As your constituent, I'm writing today to urge you to veto House Bill 814. With your leadership, Maryland can do better and make informed decisions, based on sound research and best practices, that support children in our state who are struggling or being criminalized for childlike behavior. We need decisions that will improve public safety, racial equity, and outcomes for children.
HB814 will make us all less safe by further criminalizing our children, particularly Black children who are most targeted by police and most penalized by the legal justice system. We must keep children from ending up in a toxic cycle of incarceration and violence.
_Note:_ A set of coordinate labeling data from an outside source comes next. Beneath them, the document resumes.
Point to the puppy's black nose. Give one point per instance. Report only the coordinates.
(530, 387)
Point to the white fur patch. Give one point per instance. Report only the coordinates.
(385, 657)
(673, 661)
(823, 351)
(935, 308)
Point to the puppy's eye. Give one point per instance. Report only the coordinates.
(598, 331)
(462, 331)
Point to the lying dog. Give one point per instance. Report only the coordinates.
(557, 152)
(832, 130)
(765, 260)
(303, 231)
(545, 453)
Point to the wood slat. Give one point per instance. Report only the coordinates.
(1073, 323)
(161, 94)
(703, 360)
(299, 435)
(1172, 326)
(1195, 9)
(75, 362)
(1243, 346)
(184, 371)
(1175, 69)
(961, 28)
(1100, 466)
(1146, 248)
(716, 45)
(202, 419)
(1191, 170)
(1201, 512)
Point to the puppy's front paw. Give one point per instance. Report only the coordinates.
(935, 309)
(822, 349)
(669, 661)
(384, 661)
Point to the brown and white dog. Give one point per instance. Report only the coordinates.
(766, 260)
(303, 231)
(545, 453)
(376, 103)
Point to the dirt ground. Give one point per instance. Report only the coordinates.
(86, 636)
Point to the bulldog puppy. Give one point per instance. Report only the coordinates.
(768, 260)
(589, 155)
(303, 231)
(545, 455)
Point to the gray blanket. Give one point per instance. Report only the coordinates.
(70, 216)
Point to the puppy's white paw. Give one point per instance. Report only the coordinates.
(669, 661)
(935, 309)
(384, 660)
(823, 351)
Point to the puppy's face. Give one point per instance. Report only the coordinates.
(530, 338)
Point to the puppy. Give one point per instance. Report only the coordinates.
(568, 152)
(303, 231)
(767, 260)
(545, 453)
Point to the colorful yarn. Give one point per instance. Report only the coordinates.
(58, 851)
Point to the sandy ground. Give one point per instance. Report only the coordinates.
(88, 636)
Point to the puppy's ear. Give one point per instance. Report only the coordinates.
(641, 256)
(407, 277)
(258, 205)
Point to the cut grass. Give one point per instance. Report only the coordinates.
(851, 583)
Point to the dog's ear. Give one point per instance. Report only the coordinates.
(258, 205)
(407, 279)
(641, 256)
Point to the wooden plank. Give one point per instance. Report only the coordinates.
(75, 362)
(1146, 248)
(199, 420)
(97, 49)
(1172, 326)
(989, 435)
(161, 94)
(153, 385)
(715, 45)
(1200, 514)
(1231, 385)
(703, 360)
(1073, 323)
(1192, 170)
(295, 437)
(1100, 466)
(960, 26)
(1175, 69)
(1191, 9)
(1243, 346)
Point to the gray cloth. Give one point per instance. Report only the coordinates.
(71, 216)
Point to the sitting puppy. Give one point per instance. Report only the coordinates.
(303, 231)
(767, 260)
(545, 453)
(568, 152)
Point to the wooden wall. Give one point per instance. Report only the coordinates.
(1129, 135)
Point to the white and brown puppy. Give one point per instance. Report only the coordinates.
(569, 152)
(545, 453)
Over two decades of research and experience show that drawing children deeper into the juvenile legal system significantly harms mental well-being of those detained, as it results in separation from family, society, and support networks, anxiety about victimization, unpredictable conditions, overcrowding, exposure to violence, and negative interactions with staff, among other adverse circumstances. Furthermore, studies show that children in detention are 8.5% more likely to be found guilty and 2x more likely to reoffend than children who are not detained. Additionally, 60% of children who are detained do not return to school or drop out within five months. And 1 in 3 children who are detained who are diagnosed with depression developed the condition after placement in detention.
This is a vital racial justice issue. Instead of signing the deeply flawed HB 814, together we can ensure that Black children are not given harsher consequences when better care is needed.
I urge you to veto HB 814 and give our children care, not cages.